“Bad news! Speculations?... How much had he lost?”
Mrs Mallison’s hands twitched, she clasped them tightly upon her knee.
“He said—all! He said—ruin! It’s too early yet to be sure. Mr Maitland will make enquiries... I knew he had been selling out shares. I thought it was to reinvest in some better security. Papa was always close about business. If he speculated with the principal, and it has gone, it will be”—the hands jerked once more—“ruin!”
“You will have five hundred a year, Mother,” Mary said quietly. “Teresa will marry, and you and I—we can be quite comfortable on five hundred a year.”
Mrs Mallison’s eyes shot out a sideways glance, and beheld before her the Mary of old, seated with bowed back and bowed head in her old chair in the corner by the fire-place, and the year that had passed rolled from her memory like a worrying dream.
“Of course,” she said briskly, “we must remove. There will be no necessity for so many rooms. If we put out the washing we can manage quite nicely with one maid, and you to assist in the mornings. After being idle for so long, you will enjoy making yourself of use.”

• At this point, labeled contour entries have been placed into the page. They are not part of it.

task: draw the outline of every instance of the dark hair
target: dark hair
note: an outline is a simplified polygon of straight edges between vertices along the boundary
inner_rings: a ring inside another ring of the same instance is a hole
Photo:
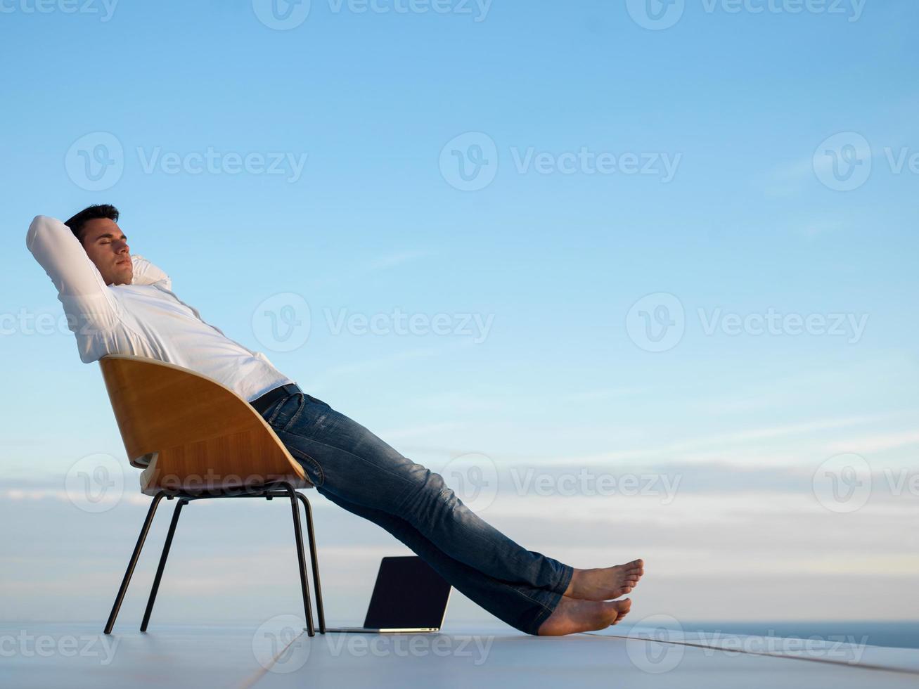
[[[90,206],[81,210],[79,213],[74,215],[65,224],[70,228],[70,231],[74,232],[80,242],[83,242],[83,238],[80,234],[83,232],[83,226],[86,224],[89,220],[95,220],[99,218],[108,218],[110,220],[118,222],[118,209],[108,203],[98,203],[95,206]]]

“I think I shall,” said Mary. And she meant it.
The maid brought in the tray at that moment, the subject was necessarily dropped. Probably a fortune of ten thousand pounds has never changed hands so swiftly and silently! From that hour to the day of her death, Mrs Mallison showed no sign of realising that she was living on her daughter’s money, not her own.
The tea was poured out, the muffin was brought in, piping hot, under its silver cover, before Teresa made her appearance, and Mary, staring with blank eyes at a tall, thin girl, with pale cheeks and listless eyes, felt that this was not the Teresa of yore, but a stranger with whom she had no acquaintance.
The sisters embraced, in silence, and with a listlessness as pronounced on one side as the other. There was no sign in Teresa’s manner of the remorseful affection which her letter had expressed. “She looks—like me!” said Mary to herself, and her eyes strayed to her sister’s left hand. The flash of diamonds showed that there was no avowed breach with Dane, though the mystery of the deferred marriage was still to be solved. Mary found no clue thereto in her mother’s continued monologue, though it was discursive enough to take in the whole countryside.